Why should we learn to map techno-scientific controversies?


Why should we learn to map techno-scientific controversies? A quick glance at newspapers would be enough to answer this question. When science experts openly show their contribution, this is the phenomenon we are unexpectedly witnessing: the debate continues, nay it restarts even more heatedly. Just think of asbestos, GMOs, stem cells, discussions on the environmental impact of new motorways, SUVs in town and then you will notice experts’ remarkable inability to secure the end of the debate and “silence” anyone. Before getting indignant at such “widespread irrationality” and “loss of trust in experts”, we should acknowledge to what extent the spread of science and technology has turned us all into participants, whether voluntary or not, in large experiments, some of which take place on a planetary scale. Some participants are in the laboratory as researchers, some are backers, some act as witnesses, and finally some others act as guinea pigs. Whether it is about global warming, plans for unemployment, mobile phones, passive smoke, speed cameras, oil reserves or the European constitution, we all embark on experiments whose protocol might sometimes be sought in vain. As Peter Sloterdijk explains, the artificial and fragile globe we live in, requires the controversial participation of all its members. If scientific truth can no longer impose itself, this is not due to the irrational behaviour into which common people would have stumbled, rather, because people now act as co-researchers. If people entered a laboratory it was precisely to deny those truths that were trying to “impose” themselves with no discussion and to have them be down-and-out. In a word, indisputable facts are now questionable – all the better for rationality.

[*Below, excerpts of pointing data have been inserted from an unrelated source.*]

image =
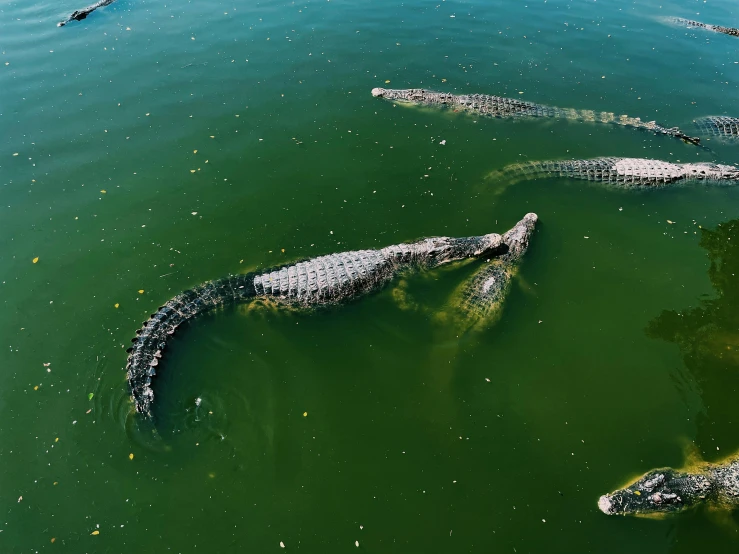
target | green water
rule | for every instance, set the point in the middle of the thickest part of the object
(415, 440)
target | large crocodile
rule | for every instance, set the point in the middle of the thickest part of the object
(626, 172)
(498, 106)
(719, 126)
(79, 15)
(669, 490)
(318, 281)
(718, 28)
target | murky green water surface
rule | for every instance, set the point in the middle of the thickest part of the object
(161, 145)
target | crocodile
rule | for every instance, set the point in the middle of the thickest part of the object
(79, 15)
(668, 490)
(719, 126)
(498, 106)
(718, 28)
(626, 172)
(324, 280)
(480, 298)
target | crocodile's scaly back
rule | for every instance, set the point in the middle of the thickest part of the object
(719, 126)
(717, 28)
(317, 281)
(498, 106)
(626, 172)
(480, 299)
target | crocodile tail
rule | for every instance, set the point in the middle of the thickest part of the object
(152, 337)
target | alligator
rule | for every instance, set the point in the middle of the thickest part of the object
(718, 28)
(626, 172)
(497, 106)
(719, 126)
(79, 15)
(324, 280)
(480, 298)
(668, 490)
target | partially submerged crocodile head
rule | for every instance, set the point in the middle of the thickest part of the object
(413, 95)
(439, 250)
(659, 491)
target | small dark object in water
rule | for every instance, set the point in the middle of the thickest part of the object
(79, 15)
(718, 28)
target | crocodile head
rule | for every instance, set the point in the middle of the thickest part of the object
(413, 95)
(657, 492)
(441, 250)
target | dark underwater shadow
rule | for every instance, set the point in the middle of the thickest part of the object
(708, 338)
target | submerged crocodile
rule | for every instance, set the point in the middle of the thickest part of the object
(481, 297)
(79, 15)
(626, 172)
(318, 281)
(719, 126)
(497, 106)
(670, 490)
(718, 28)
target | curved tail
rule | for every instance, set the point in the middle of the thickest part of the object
(152, 338)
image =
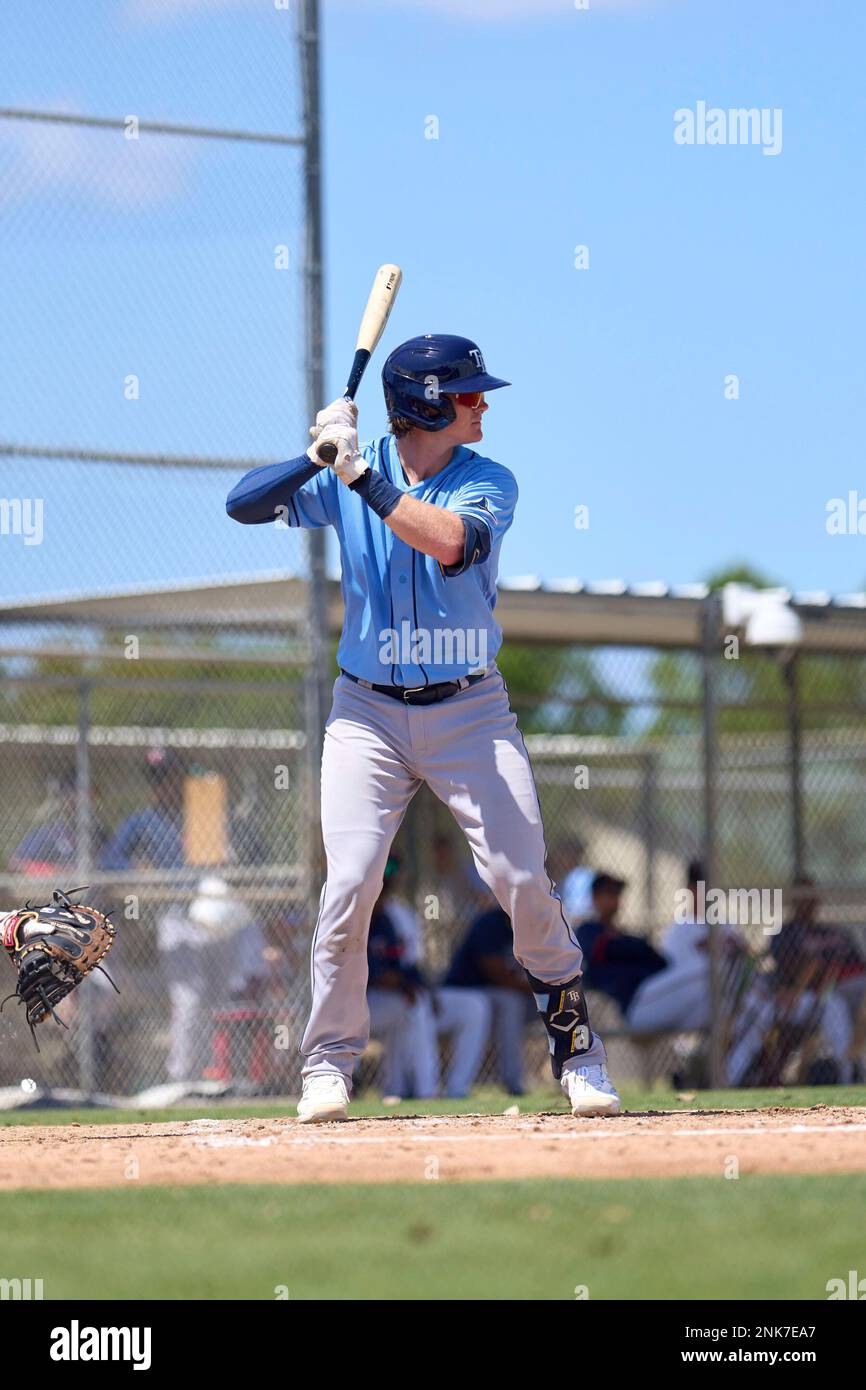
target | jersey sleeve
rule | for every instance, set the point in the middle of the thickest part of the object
(487, 503)
(314, 503)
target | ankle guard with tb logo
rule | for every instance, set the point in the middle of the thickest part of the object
(563, 1011)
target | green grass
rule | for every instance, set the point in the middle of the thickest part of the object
(702, 1237)
(483, 1102)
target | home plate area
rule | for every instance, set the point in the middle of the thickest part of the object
(449, 1148)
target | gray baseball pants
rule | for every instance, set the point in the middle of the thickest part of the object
(377, 752)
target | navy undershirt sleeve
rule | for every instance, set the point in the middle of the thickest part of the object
(377, 491)
(262, 491)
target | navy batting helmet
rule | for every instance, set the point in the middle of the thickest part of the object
(423, 373)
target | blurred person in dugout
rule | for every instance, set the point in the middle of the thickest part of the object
(210, 952)
(462, 1016)
(50, 845)
(811, 1001)
(394, 990)
(615, 962)
(484, 963)
(677, 998)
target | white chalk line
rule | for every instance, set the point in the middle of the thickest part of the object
(314, 1140)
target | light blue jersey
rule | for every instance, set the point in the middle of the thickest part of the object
(407, 620)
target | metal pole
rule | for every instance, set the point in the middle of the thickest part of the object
(791, 673)
(711, 619)
(317, 612)
(85, 1036)
(648, 822)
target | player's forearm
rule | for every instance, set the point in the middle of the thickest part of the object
(263, 491)
(428, 528)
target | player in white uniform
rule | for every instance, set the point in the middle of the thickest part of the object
(420, 519)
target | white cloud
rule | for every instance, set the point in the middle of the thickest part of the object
(478, 11)
(39, 157)
(168, 11)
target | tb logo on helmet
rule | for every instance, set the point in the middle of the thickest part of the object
(423, 374)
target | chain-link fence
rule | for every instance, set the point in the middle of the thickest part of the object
(154, 784)
(163, 334)
(159, 726)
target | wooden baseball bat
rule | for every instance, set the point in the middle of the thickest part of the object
(380, 303)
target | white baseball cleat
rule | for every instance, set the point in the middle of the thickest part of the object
(590, 1090)
(325, 1097)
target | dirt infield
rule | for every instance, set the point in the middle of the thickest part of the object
(405, 1150)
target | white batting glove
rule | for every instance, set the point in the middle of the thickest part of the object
(349, 463)
(338, 413)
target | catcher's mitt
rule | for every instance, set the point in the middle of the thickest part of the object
(53, 947)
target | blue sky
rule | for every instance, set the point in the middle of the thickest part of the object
(555, 129)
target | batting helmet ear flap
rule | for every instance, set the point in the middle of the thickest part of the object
(427, 413)
(421, 374)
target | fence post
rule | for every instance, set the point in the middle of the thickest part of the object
(791, 676)
(648, 822)
(711, 616)
(84, 843)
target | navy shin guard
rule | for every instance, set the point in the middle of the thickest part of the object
(563, 1012)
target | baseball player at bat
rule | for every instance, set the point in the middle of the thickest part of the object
(420, 517)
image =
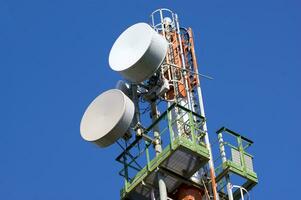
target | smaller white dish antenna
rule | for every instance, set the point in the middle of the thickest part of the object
(107, 118)
(138, 52)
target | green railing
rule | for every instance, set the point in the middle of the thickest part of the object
(176, 123)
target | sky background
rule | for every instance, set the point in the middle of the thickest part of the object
(54, 62)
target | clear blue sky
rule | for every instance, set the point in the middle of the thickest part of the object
(54, 61)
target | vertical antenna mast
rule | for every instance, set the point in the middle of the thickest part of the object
(157, 116)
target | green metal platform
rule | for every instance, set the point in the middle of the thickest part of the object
(184, 155)
(181, 161)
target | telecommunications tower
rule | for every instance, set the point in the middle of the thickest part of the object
(156, 115)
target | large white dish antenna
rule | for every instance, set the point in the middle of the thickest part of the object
(107, 118)
(138, 52)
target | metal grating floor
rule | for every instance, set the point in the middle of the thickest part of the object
(175, 169)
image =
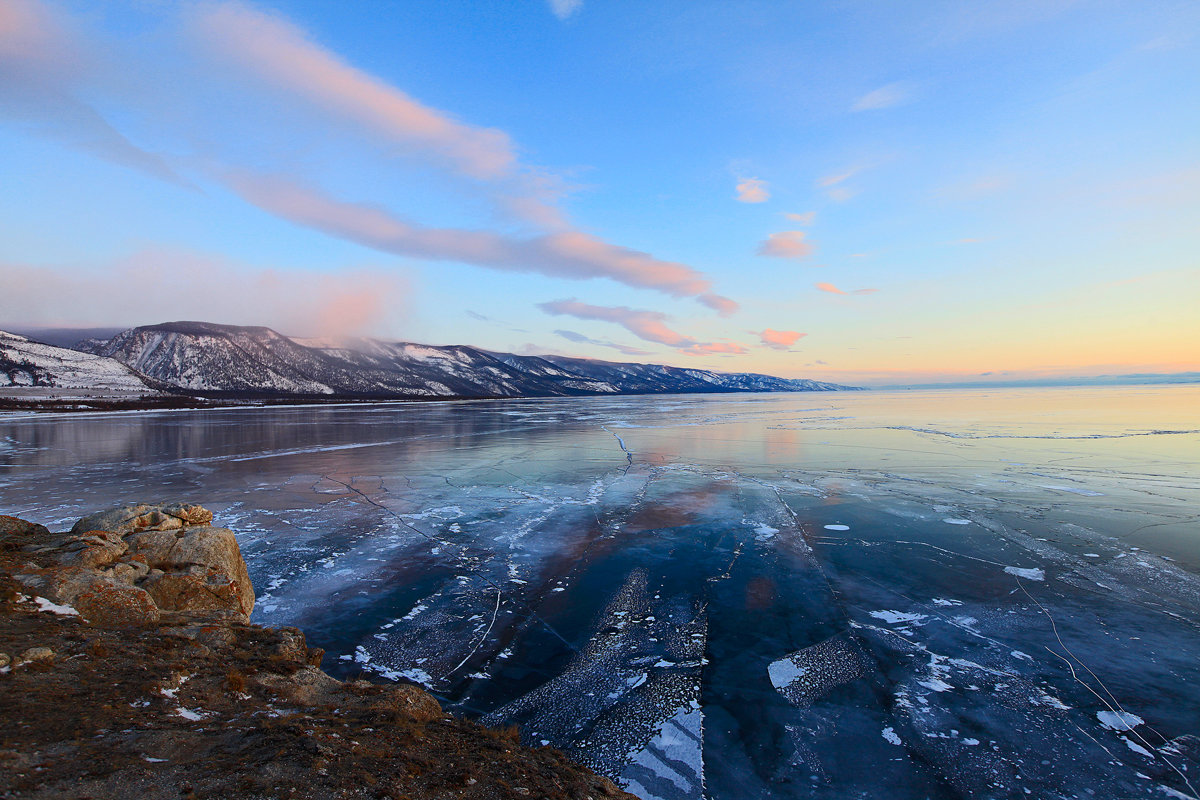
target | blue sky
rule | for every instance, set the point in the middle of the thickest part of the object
(855, 191)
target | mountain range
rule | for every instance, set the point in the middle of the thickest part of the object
(232, 360)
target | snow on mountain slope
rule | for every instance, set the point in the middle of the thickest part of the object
(235, 359)
(28, 364)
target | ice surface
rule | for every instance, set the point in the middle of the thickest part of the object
(671, 605)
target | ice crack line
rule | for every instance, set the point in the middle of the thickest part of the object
(621, 441)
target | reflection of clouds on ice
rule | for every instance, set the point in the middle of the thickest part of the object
(509, 555)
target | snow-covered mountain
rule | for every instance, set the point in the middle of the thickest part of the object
(28, 364)
(204, 356)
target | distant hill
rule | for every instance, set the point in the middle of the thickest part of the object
(241, 360)
(28, 364)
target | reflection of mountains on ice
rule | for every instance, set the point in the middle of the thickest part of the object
(925, 618)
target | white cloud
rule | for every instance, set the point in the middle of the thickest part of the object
(786, 244)
(753, 190)
(565, 8)
(889, 96)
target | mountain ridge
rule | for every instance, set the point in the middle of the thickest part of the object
(209, 358)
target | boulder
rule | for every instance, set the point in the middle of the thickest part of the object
(94, 548)
(129, 565)
(222, 581)
(144, 516)
(112, 605)
(13, 530)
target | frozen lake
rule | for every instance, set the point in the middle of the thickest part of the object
(937, 594)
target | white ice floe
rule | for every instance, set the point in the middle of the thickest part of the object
(1073, 489)
(1119, 720)
(1027, 573)
(898, 618)
(785, 672)
(1135, 747)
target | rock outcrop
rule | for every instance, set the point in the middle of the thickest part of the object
(129, 565)
(129, 669)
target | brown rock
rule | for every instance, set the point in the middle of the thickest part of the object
(144, 516)
(34, 654)
(306, 686)
(94, 548)
(112, 605)
(19, 528)
(183, 591)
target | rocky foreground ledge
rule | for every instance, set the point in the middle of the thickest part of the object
(129, 669)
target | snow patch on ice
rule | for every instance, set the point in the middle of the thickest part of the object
(1027, 573)
(1119, 720)
(895, 618)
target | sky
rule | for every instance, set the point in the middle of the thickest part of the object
(858, 191)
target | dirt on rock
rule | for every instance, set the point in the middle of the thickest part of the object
(195, 702)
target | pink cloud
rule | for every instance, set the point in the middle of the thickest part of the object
(298, 302)
(573, 336)
(780, 340)
(802, 218)
(568, 254)
(787, 244)
(724, 306)
(832, 289)
(648, 325)
(282, 55)
(715, 348)
(751, 190)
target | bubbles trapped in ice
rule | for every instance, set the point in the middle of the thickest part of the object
(804, 675)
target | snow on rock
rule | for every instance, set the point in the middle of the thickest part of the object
(24, 362)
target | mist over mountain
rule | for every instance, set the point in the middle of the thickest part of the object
(211, 358)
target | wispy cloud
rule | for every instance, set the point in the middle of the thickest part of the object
(568, 254)
(889, 96)
(753, 190)
(786, 244)
(832, 289)
(648, 325)
(715, 348)
(281, 54)
(297, 302)
(724, 306)
(565, 8)
(40, 67)
(573, 336)
(779, 340)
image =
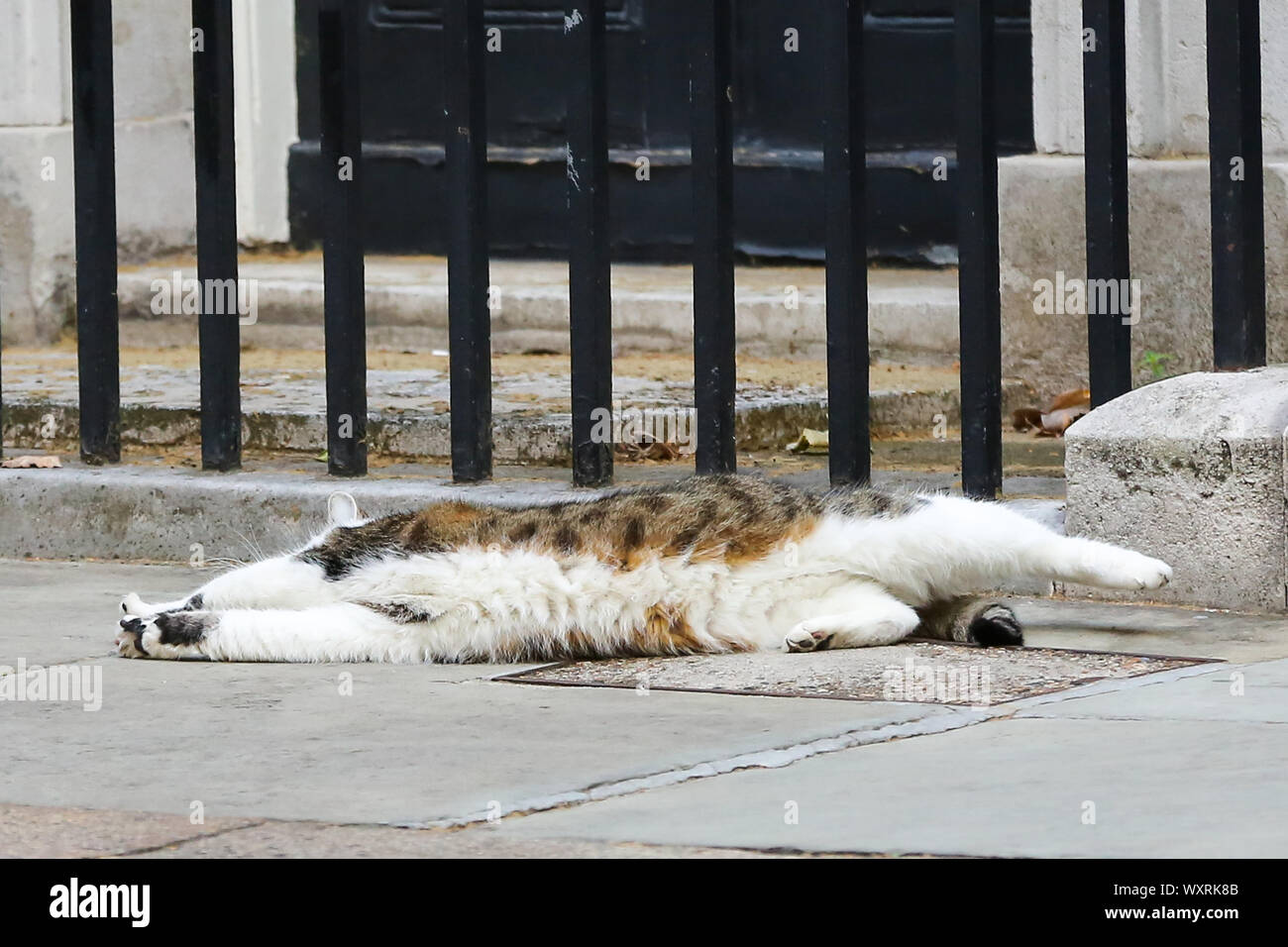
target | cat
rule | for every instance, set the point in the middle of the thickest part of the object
(716, 564)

The problem is that we do not yet have the media, the reflexes, the tools, the mental habits that would put us at ease with facts that, from now on, are questionable. Still imbued with traditional epistemology, we turn to manuals just as if they were scientific catechisms. We are stunned when we realize we no longer have to get used to dogmas, but rather to controversies. Such freedom, such a free examination scandalizes us. We perceive this situation as a loss, rather than a gain. A famous spine surgeon suggested me a painful surgery. After surveying all the options available in Paris, I ventured to say to him that there were different versions of my illness, but he replied haughtily: “Sir, there are no different ‘versions’. You have been misinformed … “. This surgeon too thought truth should prevail; he thought that indisputable facts would have taken my back under his scalpel. Most fortunately, my back fully recovered thanks to a completely different “version”.

A new question therefore arises for all researchers, users, donors, private citizens, students or journalists: how to express the competing versions of the same techno-scientific issues that, on all interesting topics, require our attention and our deliberation? In other words, how to find an objectivity not based on silent admiration but on the whole range of contradictory opinions related to conflicting versions of the same stakes? How can we connect these versions so that we could be able to form an opinion of our own? Cartography of techno-scientific controversies, as I have defined it, must make this bet. Fortunately, new information techniques partly allow us to make up for the chaos of information, rumours, news these very same techniques had dipped us into in the first instance. A simple example can make us understand the importance of these media. A mother loses twice her young son: social workers, then police, then the court charge her with maltreatment and are ready to lock her up in jail, having the medical expert, delegated by the court, confirmed the charge. Though, the mapping of controversies reveals a far more contrasted landscape. British medical researchers use the term “shaken baby syndrome” to designate not a crime but a disease whose origin might be genetic. Consequently what is considered “truth” in France may be an error on the other side of the Channel. Are these two different versions? Absolutely! Should we wallow in relativism by returning the two versions back to back? Of course not, since it is possible to track down the Anglo-Saxon researchers today, to find their papers, determining their relative credibility and comparing this chart of competences to the French situation. Once the family mother is released from jail, who will ever dare say, that the power of science and reason had been superseded? Who will dare say that it would have been better to hide the respondent and her lawyers the existence of such controversial scientific area? We must get used to it: the demands of reason are far more complex than it seems. The prestige and interest of sciences rely on the possibility of being rightly discussed, not only by researchers. With techno-science spreading to all aspects of daily life, it is necessary for other media to prevent the untimely closure of what has become our common good.

Bruno Latour is professor and vice-president for research at Sciences Po Paris. He was born in 1947 in Beaune, Burgundy, from a wine grower family, was trained first as a philosopher and then an anthropologist. From 1982 to 2006, he has been professor at the Centre de sociologie de l’Innovation at the Ecole Nationale Supérieure des Mines in Paris and, for various periods, visiting professor at UCSD, at the London School of Economics and in the history of science department of Harvard University. After field studies in Africa and California he specialized in the analysis of scientists and engineers at work. In addition to work in philosophy, history, sociology and anthropology of science, he has collaborated into many studies in science policy and research management.